April 6, 2020
Authored by: Jessica Edwards, Tim O'Connell and Robert Klingler
With regard to the interplay of various tax provisions of the CARES Act and the Paycheck Protection Program (PPP), we note the following:
- If a borrower takes a PPP loan, they are restricted from claiming the employee retention credit, even if the PPP loan is not forgiven.

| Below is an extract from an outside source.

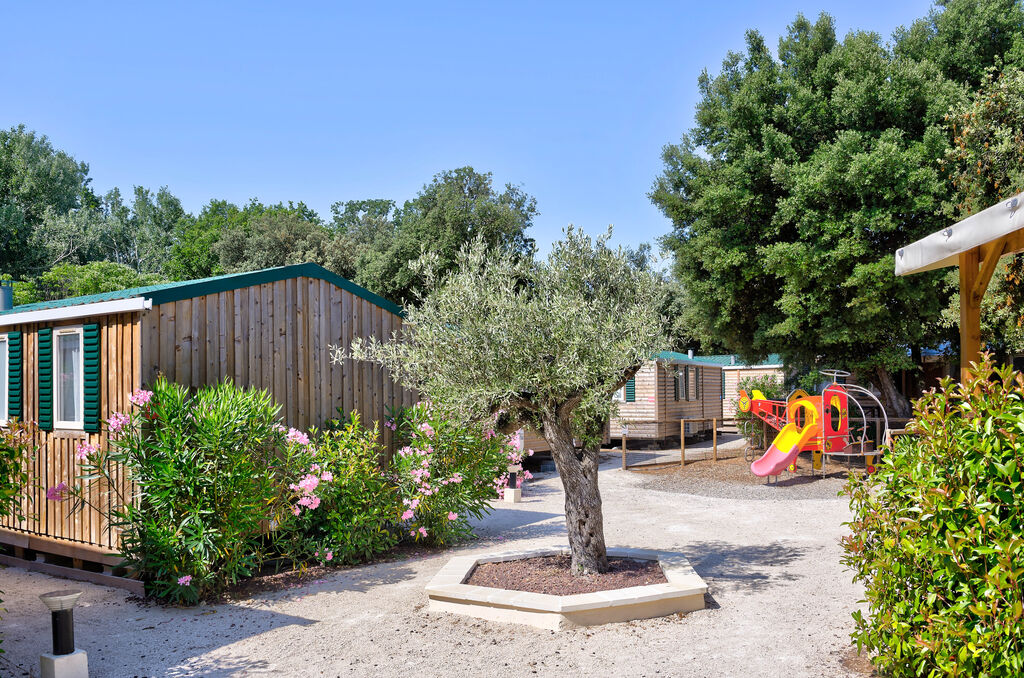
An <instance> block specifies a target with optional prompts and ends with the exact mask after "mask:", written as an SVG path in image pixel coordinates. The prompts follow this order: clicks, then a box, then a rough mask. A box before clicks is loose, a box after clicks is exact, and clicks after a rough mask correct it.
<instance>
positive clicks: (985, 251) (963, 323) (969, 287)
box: [896, 193, 1024, 381]
mask: <svg viewBox="0 0 1024 678" xmlns="http://www.w3.org/2000/svg"><path fill="white" fill-rule="evenodd" d="M1022 207H1024V193H1021V194H1019V195H1017V196H1015V197H1013V198H1011V199H1010V200H1007V201H1004V202H1001V203H999V204H997V205H993V206H991V207H989V208H988V209H986V210H982V211H981V212H978V213H977V214H973V215H971V216H969V217H968V218H966V219H964V220H963V221H961V222H958V223H955V224H953V225H952V226H950V227H948V228H943V229H942V230H940V231H938V232H935V234H932V235H931V236H928V237H927V238H923V239H921V240H920V241H918V242H916V243H912V244H910V245H907V246H906V247H904V248H900V249H899V250H897V251H896V274H897V276H906V274H909V273H916V272H921V271H925V270H934V269H936V268H943V267H945V266H953V265H955V266H959V289H961V380H962V381H967V377H968V375H967V373H968V370H969V369H970V366H971V363H972V362H977V361H978V358H979V356H980V354H981V302H982V299H984V297H985V291H986V290H987V289H988V284H989V282H990V281H991V280H992V273H993V272H995V266H996V264H998V262H999V259H1000V258H1001V257H1002V256H1005V255H1007V254H1014V253H1016V252H1021V251H1024V209H1021V208H1022Z"/></svg>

- If any portion of a borrower’s PPP loan is forgiven, the borrower is restricted from taking advantage of the deferred payment of the employer portion of Social Security tax obligations.
- If all or a portion of borrower’s PPP loan is forgiven, the statute provides that such forgiven amount shall be excluded from gross income.
Employee retention credit. The CARES Act provides certain eligible employers a refundable credit with respect to the employer’s share of Social Security tax for due in an amount equal to 50% of qualified wages paid after March 12, 2020 and before January 1, 2021 (up to $10,000 per employee for all calendar quarters). Eligible employers generally include those required to fully or partially suspend operations due to a COVID-19 related government order or that have a 50% decrease in gross receipts for a calendar quarter when compared to the same quarter in 2019. Generally, all employee wages paid by employers with up to 100 full-time employees in 2019 are eligible for the credit. However, if an employer had more than 100 full-time employees in 2019, only wages paid to employees who are not providing services due to the suspension of operations or significant decrease in gross receipts are credit-eligible. If an employer takes a PPP loan, they are not eligible to take advantage of the employee retention credit.